In 2007 Fingen Group, Firenze, Italy got the hold of the majority stake.

== Trading fascias ==
In 2000 and 2001, the company trialled two different fascias. This was due to Tie Rack's development into a fully fledged fashion accessories retailer.

The first trial commenced in September 2000 at the Southampton store and this store was branded Le Collezioni – Tie Rack.

The second trial commenced in August 2001 at the Regent Street store, with a shop fit designed by Belgian Architect Pierre Vanden Broeck, and this store was branded Frangi – Tie Rack.

Both trials were rolled out to several stores, but it was eventually decided to remain trading under the Tie Rack name as this name had good brand recognition with consumers.

All new and refurbished shops were branded with a refined version of the original Tie Rack logo and are sub-branded Frangi – Collezioni. In 2008 they no longer used the sub-branding, it was changed to "London".

== Rolling Luggage ==
Rolling Luggage was a subsidiary of Tie Rack. It is a chain of around 30 stores, located exclusively in 'transport' locations, specialising in selling premium luggage on wheels.
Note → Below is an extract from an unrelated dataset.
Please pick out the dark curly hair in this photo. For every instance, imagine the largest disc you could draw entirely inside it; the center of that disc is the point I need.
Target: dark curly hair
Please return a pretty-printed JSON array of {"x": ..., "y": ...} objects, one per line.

In some locations (including, for example, Glasgow Airport) there are dual-branded Tie Rack/Rolling Luggage stores.

The chain is also based at the group head office in Brentford and shares many of the head office support functions with the parent chain such as IT, Finance and Human Resources.

== Tumi ==
Tie Rack was managed in some countries' Tumi stores as a franchisee of Tumi Inc. or its daughters.

== Genesis Colors Pvt Ltd ==
On 2 June 2009 Jacopo Fratini, Director of Tie Rack Retail Group Ltd. (and Consigliari of Fingen SpA) signed a licensing agreement with Genesis Colors Pvt Ltd.

Genesis Colors intends to open 10 exclusive outlets in the first year and is aiming for 130 sales points at the end of the fifth year in India.

==Endorsees==
Many celebrities endorsed the Tie Rack brand, notable businessmen including Liverpool F.C. CEO Rick Parry.

==Closure==
It was announced on 19 November 2013 that Tie Rack would begin closure of the remaining 44 retail stores on 20 November 2013.